I’ve been talking for a while about a new series on TealArt because I think that I’ve basically warn out the hypertext topic. Like the productivity/rethinking gtd series that I wrote during the first part of the semester, I’m not foreclosing the possibility of occasional essays on hypertext when something important comes up or strikes my fancy, but on a week to week kind of basis, I think any more would sort of defeat the purpose. Additionally, I think in a lot of ways, I’d rather work on actually writing some sort of digital text (ie. Station Keeping) than blather endlessly when I’m not sure that there are good answers to the questions that I raise. Someday there will be answers1, but that day isn’t today. So I’ll move on.
One of the guys at pro.jectioni.st quoted the following twitter message the other day:
i’ve not met anyone whose favorite philosopher is deleuze who is not also an ass-hat."
While I protest the implication I certainly can understand the type.
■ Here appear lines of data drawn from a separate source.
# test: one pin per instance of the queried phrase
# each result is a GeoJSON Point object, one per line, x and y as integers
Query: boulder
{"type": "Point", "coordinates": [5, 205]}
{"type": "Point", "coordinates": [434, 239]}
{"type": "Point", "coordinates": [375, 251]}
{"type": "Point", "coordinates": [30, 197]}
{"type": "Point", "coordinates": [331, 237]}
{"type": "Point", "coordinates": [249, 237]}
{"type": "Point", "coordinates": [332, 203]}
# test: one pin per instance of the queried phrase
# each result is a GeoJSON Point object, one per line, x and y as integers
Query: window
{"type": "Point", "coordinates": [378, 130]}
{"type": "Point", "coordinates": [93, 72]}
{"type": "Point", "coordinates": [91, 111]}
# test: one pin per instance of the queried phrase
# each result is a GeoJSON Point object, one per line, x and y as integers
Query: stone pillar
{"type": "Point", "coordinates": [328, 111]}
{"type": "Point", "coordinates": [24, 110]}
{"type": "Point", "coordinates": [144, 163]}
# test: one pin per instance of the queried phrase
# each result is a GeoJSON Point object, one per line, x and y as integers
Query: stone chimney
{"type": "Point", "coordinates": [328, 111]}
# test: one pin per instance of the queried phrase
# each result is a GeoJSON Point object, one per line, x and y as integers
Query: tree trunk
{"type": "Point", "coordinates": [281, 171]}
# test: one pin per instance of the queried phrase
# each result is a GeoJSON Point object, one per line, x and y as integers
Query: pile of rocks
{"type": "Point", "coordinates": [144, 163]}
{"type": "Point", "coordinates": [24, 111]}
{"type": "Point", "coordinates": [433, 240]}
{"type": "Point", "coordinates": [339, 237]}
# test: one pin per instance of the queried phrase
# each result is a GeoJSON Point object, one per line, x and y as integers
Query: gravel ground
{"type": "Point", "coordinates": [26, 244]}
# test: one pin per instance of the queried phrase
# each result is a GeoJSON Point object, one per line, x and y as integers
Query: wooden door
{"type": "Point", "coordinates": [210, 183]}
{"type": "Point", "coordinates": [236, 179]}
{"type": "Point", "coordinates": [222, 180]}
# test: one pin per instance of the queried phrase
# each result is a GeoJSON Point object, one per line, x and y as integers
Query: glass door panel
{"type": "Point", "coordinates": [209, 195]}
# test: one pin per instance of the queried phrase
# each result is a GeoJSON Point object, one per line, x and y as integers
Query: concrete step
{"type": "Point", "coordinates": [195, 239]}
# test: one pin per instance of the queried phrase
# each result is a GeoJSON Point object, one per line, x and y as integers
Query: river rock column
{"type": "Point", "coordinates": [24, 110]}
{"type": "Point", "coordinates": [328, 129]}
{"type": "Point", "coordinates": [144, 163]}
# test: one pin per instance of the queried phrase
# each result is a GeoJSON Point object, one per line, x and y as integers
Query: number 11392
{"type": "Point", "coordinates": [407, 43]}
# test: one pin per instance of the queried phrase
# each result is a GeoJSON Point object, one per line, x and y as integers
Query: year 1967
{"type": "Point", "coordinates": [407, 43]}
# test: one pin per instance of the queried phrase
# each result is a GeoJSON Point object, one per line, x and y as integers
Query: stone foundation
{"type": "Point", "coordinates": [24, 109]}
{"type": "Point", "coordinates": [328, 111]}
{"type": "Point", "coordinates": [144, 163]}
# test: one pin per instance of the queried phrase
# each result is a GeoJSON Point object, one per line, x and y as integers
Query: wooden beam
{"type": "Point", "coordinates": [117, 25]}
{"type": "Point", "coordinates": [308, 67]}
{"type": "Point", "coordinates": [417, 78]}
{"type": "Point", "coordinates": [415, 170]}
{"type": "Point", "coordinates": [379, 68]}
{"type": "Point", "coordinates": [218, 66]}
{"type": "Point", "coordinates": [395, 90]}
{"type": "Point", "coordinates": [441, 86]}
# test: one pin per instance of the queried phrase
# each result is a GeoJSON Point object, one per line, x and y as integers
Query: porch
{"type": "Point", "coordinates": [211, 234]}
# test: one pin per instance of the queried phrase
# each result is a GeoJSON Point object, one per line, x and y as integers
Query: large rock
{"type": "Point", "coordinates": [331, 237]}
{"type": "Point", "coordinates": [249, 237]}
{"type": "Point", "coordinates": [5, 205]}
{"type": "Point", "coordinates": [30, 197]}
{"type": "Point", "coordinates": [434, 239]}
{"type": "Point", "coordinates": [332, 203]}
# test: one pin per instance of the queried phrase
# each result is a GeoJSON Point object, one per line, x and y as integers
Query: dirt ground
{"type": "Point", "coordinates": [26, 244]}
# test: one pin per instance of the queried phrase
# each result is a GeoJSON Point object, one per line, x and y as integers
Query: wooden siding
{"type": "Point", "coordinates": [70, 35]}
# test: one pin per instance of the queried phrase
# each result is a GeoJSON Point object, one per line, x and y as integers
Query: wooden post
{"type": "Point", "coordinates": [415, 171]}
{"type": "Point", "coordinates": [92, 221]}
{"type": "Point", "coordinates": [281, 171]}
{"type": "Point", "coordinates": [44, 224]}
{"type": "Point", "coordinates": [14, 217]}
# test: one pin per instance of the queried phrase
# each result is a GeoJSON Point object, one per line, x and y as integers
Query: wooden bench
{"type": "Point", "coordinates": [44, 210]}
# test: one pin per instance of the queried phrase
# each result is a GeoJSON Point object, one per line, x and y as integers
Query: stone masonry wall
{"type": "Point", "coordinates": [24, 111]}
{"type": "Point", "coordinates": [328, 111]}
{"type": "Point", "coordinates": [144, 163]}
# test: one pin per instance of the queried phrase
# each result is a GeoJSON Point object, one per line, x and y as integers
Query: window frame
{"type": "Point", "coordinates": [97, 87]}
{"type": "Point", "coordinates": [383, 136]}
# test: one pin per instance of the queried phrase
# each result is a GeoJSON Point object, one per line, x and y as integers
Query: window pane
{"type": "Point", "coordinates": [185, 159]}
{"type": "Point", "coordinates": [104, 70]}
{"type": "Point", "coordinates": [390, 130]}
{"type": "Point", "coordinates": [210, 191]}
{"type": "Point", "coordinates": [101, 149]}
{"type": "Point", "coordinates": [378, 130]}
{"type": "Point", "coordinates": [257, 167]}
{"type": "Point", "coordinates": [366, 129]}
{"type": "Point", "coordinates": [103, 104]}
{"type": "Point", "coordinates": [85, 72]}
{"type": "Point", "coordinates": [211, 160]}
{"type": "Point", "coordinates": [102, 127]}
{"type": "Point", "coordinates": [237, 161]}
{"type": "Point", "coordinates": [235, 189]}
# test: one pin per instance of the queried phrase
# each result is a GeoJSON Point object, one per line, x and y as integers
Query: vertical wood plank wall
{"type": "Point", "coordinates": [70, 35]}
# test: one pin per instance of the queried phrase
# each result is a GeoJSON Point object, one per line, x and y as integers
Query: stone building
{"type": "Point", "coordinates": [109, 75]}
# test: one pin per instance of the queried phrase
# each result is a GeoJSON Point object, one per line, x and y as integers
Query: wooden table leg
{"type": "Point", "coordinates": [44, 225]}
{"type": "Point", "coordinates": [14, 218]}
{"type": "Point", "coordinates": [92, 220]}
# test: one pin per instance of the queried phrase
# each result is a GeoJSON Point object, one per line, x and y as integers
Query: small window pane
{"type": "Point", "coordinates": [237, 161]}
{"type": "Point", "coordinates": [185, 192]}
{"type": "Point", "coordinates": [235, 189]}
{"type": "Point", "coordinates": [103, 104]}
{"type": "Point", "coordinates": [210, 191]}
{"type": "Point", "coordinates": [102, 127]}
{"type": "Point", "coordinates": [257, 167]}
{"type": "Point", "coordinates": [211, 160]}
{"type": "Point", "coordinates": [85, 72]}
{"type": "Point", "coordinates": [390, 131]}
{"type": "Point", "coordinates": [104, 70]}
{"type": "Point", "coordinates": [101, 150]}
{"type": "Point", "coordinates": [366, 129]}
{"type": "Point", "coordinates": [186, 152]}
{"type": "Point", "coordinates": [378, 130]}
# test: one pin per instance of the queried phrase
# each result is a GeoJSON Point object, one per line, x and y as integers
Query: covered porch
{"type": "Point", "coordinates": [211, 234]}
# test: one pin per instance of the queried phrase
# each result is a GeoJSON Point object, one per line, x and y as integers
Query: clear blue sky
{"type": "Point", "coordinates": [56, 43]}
I hope, in this series, to explore at least for starters, Deleuze and Guatteri’s Anti-Oedipus the first volume of their capitalism and schizophrenia series. I would suggest to the twitterer, that, the asshats are the ones that think that A Thousand Plateau’s2 is their favorite book of philosophy are the real asshats. It’s cool stuff, from what I’ve read, not perfect, clearly, but then again folks keep reading Decartes, and Hegel, and no one seems to mind very much.
My other edict for the new revived TealArt is that it must be fun, and though certainly my style and amount of effort that I put into my academic research and writing is quite different from what you see on TealArt, they’re similar sorts of tasks. I don’t mind this, but I think it’s also good to have some balance in ones life. This series is sort of a departure, but let me rationalize for you a bit:
I’m a social science guy--developmental psychology with leanings toward cultural and linguistic flavors of anthropology--and while many of my friends are humanities issues, and I feel fairly connected and intrenched in humanities issues and debates, the way I theorize and approach the work I do is really quite different from the way that they do, and my tendency is to think about theoretical issues and tradition far more than my current discipline. This is alright, but as I get more involved in my own field and less in history and literature, I think that I would still like to play around with cultural theory a bit. Yeah it’s heady, yeah it’s probably useless, but there’s possibility there. I figure anything I can do to start looking at things a new way is probably helpful. And reading theory and writing about it on TealArt, is about as far as I can get from reading the literature that I will also be doing this summer to prepare for the future.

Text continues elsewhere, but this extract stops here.